What is a Real Estate Lawyer?

The following responsibilities are common for Real Estate Lawyers:

  • Drafts legal documents, contracts and agreements for the client
  • Files necessary and appropriate paperwork for licences and permits for land development
  • Meets with clients regarding real property transactions and contracts signing
  • Assists clients with purchasing and selling of real estate transactions

A Day In The Life

Real estate lawyers are responsible for all the legal facets of real estate matters like, purchases of property, land and asset transfers, and land developments.

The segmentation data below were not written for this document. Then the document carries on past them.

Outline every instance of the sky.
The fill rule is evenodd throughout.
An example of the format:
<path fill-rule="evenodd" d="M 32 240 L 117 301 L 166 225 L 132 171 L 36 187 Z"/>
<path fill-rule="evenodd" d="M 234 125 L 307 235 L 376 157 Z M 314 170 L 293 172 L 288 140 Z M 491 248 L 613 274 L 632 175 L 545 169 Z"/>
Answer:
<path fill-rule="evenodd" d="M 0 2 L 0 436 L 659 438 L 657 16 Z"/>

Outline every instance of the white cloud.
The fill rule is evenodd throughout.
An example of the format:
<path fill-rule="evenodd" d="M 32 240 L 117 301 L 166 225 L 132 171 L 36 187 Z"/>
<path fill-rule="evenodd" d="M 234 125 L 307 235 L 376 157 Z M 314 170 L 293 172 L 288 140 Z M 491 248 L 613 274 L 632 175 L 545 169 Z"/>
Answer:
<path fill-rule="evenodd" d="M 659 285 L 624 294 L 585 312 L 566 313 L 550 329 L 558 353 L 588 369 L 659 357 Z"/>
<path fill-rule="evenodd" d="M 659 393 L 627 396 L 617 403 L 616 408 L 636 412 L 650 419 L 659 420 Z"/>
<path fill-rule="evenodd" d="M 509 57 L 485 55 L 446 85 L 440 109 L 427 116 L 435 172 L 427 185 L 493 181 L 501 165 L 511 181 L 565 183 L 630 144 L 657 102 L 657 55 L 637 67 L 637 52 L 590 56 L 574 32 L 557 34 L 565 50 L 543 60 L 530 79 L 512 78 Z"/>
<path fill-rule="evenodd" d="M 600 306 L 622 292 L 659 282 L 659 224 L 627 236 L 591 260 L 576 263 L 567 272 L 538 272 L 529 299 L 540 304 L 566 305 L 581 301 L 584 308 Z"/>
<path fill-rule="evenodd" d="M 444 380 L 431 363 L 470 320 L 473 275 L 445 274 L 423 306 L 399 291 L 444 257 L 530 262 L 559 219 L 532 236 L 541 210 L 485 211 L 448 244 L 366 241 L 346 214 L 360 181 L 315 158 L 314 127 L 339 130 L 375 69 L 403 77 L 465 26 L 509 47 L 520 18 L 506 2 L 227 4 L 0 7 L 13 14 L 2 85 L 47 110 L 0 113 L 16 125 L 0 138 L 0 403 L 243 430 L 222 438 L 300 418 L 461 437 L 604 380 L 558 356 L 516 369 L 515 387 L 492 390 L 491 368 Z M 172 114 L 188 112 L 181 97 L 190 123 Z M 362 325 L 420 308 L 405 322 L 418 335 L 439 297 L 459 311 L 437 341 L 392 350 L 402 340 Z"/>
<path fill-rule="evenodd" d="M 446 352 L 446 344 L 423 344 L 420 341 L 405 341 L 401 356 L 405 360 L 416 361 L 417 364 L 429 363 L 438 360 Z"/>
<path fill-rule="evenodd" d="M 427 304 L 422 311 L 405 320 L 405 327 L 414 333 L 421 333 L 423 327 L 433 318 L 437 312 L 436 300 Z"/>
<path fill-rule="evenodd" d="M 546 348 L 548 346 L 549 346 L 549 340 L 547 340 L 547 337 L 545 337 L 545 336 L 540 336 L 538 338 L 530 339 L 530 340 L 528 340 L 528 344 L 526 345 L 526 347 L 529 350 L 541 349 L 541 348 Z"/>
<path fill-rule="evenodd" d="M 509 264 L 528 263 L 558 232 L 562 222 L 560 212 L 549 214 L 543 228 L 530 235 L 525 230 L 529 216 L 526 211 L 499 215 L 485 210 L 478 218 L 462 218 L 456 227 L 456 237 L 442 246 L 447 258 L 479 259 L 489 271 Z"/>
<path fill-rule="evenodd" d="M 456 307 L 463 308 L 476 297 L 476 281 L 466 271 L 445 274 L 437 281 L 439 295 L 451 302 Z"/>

They generally spend their day meeting with clients, to advise them on any legal issues they may encounter while purchasing or developing property.  They also review documents and contracts to ensure they are on order with current property laws, statutes and regulations.  They also draft legal documents like deeds, lease rental and buyers contracts and also obtain all the required permits and licenses for building projects.  They are responsible for advising their clients on the documents and contracts that they sign and make sure that their clients are satisfied with their agreements.

Typical Work Schedule

This is a 40 plus hour position.  This career path may require more hours depending on the individuals case load.

Projected Job Growth

With an economic decline the need for residential real estate lawyers declines as well.  But those individuals that work in commercial real estate may be more practical.  Those that own their own businesses or firms may also thrive in the difficult economy.

Typical Employers

Those involved with commercial real estate are often employed in large firms.  Some real estate lawyers work for the government in building and zoning departments.  But typically, real estate lawyers own their own practices or small firms that focus on residential real estate.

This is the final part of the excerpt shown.